This week's recommended readings are Goodfellow's Deep Learning textbook Chapter 9 and several articles that can be downloaded from the main course page. These include two review articles on deep learning which cover convolutional neural networks and several original papers on the different convolutional architectures we will discuss this week.
We will implement this week's programming lab using PyTorch. PyTorch is an open source machine learning framework used for deep learning applications. The package is popular among scientists and research-focused developers because of its flexibility and use of dynamic computational graphs. The PyTorch website is an excellent resource for documentation and tutorials.
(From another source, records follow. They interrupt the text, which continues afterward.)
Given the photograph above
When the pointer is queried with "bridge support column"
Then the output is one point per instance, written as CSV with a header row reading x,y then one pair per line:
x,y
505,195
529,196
This week we will build a convolutional neural network (CNN) and train it to classify object images into 10 different categories. We will use the CIFAR-10 data set to train and test our model. This data set consists of 60,000 low-resolution photos of objects from 10 different categories. Fig. 1 shows example images for each category.Compared to the relatively simple binary classification problem that we solved previously with the perceptron and logistic regression model, multi-class object categorization is a much more complex problem to solve. We thus need a more complex model: a feedforward convolutional neural network (CNN). Standard CNNs resemble HMAX in architecture but have trainable parameters. We will train our model through supervised learning with backpropagation and use gradient descent to optimize the weights, as before. However, given the increased complexity of our model, we need to carefully set up our learning problem to ensure fast and successful weight optimization. This involves preprocessing of the data (images) and careful initialization of the weights, both of which will be discussed below.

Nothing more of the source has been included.